Kendi Ordusu ”kral çıplak” dedi

Aynı gün, Hürriyet’e konuşan Türk Silahlı Kuvvetleri yetkilisi, tüm Türkiye’nin okuduğu gibi, Suriye’ye Türk askerinin bir BM kararı olmadan ayak basmayacağını ilan ederek, bunun da Rusya’nın oluruna muhtaç olduğunu hatırlatarak, Erdoğan’ın daha birkaç gündür kullandığı ‘’Suriye’ye ordu yürütme’’ blöfünü eliden alıp, yere çaldığı görülüyor.

AB ile ilişkiler de pek fena

Kısaca aynı günlerde hem ABD hem Rusya ile arasını bozan, yeni sızan dokumanlarla AB ile de iletişiminin de pek sağlıklı olmadığı ortaya Erdoğan’a kendi ordusu da ‘kral çıplak’ dedi.

Bir Washington kaynağının söylediği gibi ‘’appears that Erdoğan is boxed in.’’

10 Şubat Çarşamba günü bu psikoloji ile Muhtarlara konuşan Erdoğan ABD’ye karşı daha ağır sözler söyleme yoluna gitti.

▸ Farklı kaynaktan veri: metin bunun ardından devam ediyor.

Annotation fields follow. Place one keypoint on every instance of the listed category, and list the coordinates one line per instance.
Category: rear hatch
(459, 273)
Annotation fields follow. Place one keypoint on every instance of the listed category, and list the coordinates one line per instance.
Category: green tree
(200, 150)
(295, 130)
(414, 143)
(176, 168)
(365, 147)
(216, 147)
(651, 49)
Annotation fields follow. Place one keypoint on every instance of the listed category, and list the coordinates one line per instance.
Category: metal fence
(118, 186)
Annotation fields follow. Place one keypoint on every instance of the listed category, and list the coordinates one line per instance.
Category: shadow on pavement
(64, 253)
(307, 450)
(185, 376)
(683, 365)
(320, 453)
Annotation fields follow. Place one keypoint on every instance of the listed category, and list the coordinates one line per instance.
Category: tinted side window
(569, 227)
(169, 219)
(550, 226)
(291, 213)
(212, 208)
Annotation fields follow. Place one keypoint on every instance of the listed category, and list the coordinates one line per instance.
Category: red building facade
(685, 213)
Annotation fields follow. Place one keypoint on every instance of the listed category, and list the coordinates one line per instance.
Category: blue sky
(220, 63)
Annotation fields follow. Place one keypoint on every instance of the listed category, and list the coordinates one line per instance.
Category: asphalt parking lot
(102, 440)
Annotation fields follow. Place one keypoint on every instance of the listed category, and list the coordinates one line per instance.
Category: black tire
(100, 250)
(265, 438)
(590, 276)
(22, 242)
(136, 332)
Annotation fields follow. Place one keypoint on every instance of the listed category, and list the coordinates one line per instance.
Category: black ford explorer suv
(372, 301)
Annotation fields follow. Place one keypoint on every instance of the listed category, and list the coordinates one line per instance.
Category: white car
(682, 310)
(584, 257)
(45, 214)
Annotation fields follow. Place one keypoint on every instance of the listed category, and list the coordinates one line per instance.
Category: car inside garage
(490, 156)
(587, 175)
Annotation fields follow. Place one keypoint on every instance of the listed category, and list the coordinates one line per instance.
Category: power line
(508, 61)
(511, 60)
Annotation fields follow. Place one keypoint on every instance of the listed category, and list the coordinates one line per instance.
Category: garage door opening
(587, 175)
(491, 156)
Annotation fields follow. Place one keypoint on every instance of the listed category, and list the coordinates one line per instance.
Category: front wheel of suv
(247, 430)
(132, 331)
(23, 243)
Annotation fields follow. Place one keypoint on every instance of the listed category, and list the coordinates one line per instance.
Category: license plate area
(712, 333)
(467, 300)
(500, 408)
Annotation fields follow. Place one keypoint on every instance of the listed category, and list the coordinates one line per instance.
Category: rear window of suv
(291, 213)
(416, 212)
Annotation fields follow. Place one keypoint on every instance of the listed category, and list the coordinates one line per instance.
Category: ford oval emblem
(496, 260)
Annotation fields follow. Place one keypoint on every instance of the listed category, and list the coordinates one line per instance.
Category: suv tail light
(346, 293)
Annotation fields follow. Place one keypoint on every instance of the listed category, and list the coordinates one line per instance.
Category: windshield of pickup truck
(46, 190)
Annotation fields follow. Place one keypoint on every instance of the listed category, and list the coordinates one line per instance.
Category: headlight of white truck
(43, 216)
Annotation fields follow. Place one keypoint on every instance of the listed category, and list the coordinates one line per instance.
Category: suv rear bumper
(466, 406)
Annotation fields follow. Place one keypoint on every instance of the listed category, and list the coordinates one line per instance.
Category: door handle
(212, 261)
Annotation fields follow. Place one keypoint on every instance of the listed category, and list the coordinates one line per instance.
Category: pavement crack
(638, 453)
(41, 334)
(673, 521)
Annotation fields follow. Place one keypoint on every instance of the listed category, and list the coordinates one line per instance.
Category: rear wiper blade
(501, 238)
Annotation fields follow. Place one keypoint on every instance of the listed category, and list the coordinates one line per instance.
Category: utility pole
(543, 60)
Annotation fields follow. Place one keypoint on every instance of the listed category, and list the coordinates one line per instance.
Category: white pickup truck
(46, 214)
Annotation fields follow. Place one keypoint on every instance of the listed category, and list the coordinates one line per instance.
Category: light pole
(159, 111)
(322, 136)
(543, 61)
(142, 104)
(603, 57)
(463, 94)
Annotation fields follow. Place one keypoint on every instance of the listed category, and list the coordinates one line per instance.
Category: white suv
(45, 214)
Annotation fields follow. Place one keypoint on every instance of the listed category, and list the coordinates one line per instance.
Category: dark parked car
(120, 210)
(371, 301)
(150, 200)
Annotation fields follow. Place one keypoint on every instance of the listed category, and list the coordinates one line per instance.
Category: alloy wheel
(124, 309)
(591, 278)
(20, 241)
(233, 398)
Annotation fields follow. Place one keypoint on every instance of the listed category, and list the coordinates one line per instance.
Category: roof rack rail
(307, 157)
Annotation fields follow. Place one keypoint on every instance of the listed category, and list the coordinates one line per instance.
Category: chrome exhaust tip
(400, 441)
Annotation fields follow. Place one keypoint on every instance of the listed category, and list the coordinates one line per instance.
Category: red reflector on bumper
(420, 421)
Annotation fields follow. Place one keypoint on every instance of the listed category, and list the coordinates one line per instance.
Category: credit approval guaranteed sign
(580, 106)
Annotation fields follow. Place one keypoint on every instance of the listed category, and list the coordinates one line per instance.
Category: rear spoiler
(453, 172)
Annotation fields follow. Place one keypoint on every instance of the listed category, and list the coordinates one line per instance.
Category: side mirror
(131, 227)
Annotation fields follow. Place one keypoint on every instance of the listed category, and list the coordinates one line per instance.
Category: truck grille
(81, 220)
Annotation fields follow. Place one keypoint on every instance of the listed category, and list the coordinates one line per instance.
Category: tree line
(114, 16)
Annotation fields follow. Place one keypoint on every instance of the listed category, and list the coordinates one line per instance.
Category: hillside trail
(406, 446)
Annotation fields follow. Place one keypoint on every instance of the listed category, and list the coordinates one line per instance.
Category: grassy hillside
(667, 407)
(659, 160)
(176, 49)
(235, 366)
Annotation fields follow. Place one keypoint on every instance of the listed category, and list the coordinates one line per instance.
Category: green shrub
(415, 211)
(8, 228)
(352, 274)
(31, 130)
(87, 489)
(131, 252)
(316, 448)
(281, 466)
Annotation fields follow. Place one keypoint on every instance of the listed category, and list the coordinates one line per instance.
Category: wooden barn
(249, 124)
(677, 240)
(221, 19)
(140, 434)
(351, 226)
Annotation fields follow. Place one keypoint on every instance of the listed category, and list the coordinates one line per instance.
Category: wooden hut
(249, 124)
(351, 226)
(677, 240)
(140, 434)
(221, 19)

İçeride Arınç grubunun ayaklanması ile sarsılan Erdoğan, dışarıda da nefes alamıyor.

Son umut Amerikalı Yahudiler liderler mi?

Erdoğan böyle nefessiz kaldığı bir dönemde İsrail ile ilişkileri düzetlme yoluna gidiyor. Yıllardır anti-semitizm ile oynaşan, apaçık antisemitik yayınlar yapan, ona buna İsrail ve Mossad ajanlığı yakıştıran, Hitler güzellemeleri yapan gazetelerin en büyük destekçisi Erdoğan, başı kipalı Amerikan Yahudi liderlerini en üst düzeyde ağırlıyor.

Bunların içinde, Filistin karşıtı olarak ün yapmış sağcı, muhafazakar Netanyahu’ya çok yakın Amerikan-Yahudi lobisi AIPAC’in temsilcisi dahi olduğu ortaya çıkıyor.

Erdoğan, Amerikan Yahudi liderlerinin kendisini kurtaracağını mı ümit ediyor?

Washington’dan görülen o ki Erdoğan’ın çok çabuk bir zamanda oyunun dinamiklerini değiştirmesi gerekiyor.

Bunu yapabilir mi bilmiyoruz ama denemesi gerekiyor.